Ok, this might be done a lot of times before but I don't give a ...
There's been a war going on between dragonflies and me. I never seem to be able to get them to sit still long enough.
Today I finally got it done though! 

1. Un-cropped






2. Cropped (not the same shot as nr. 1)






C&C always welcome. ^^


----------



## cgipson1 (Oct 1, 2012)

Nice! Excellent detail! Congrats! I have trouble getting them to sit still also. And we have not had very many this year... I was at the ponds yesterday, and there were NONE.


----------



## Hardrock (Oct 1, 2012)

Very nice and great detail!


----------



## Tony S (Oct 1, 2012)

Nice details..

  I find when I really want cooperative dragonflies that they sit still after I pick them out of the radiator grill on my truck.


----------



## jadams67 (Oct 1, 2012)

I can see why you are excited about those, great captures!


----------



## JohnS. (Oct 2, 2012)

Holy macro. Beautiful shot.

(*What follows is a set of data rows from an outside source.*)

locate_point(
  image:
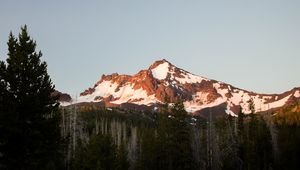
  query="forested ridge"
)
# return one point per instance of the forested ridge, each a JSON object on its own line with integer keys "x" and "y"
{"x": 172, "y": 139}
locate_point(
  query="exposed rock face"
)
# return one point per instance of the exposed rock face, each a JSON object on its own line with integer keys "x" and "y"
{"x": 162, "y": 81}
{"x": 62, "y": 97}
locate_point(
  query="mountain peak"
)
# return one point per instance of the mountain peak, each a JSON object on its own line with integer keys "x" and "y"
{"x": 160, "y": 69}
{"x": 150, "y": 87}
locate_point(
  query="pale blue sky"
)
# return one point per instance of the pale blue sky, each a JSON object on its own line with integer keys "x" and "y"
{"x": 254, "y": 45}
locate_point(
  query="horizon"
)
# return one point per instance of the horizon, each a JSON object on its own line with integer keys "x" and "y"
{"x": 251, "y": 45}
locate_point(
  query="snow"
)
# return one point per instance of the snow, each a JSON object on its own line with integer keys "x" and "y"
{"x": 104, "y": 89}
{"x": 189, "y": 78}
{"x": 297, "y": 93}
{"x": 161, "y": 71}
{"x": 127, "y": 94}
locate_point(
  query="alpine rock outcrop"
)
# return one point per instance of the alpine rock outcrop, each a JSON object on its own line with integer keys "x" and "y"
{"x": 162, "y": 80}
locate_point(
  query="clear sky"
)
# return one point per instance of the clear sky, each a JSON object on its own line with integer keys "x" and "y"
{"x": 254, "y": 45}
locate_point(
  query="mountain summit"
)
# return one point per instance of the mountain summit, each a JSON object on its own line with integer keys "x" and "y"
{"x": 163, "y": 80}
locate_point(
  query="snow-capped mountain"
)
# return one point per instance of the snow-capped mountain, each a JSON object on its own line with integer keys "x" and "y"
{"x": 163, "y": 80}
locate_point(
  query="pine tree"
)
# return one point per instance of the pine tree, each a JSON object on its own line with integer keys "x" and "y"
{"x": 29, "y": 117}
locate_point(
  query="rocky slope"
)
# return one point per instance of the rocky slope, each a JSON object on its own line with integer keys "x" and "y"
{"x": 162, "y": 80}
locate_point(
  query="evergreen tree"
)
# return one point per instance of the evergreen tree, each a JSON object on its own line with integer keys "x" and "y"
{"x": 98, "y": 154}
{"x": 29, "y": 117}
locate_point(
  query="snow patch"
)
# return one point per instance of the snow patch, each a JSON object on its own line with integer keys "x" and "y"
{"x": 161, "y": 71}
{"x": 189, "y": 78}
{"x": 104, "y": 89}
{"x": 297, "y": 93}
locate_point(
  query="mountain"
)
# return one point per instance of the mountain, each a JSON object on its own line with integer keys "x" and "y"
{"x": 162, "y": 80}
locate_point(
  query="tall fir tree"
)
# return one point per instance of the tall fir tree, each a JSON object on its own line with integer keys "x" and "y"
{"x": 29, "y": 117}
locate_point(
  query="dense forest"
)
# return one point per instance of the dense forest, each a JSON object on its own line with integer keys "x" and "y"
{"x": 112, "y": 138}
{"x": 36, "y": 133}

It's amazing how complex a small insect is when seen up close.


----------



## TheFantasticG (Oct 3, 2012)

Nice dragon.

Practice your ninja skills and you'll find you can get closer without spooking them.


----------



## greybeard (Oct 3, 2012)

Beautiful, Dragon flies are one of my favorites


----------



## manicmike (Oct 3, 2012)

Those are great.


----------



## JKVR6M69 (Oct 4, 2012)

Love it, I got some dragon shots tonight but nothing close to this!


----------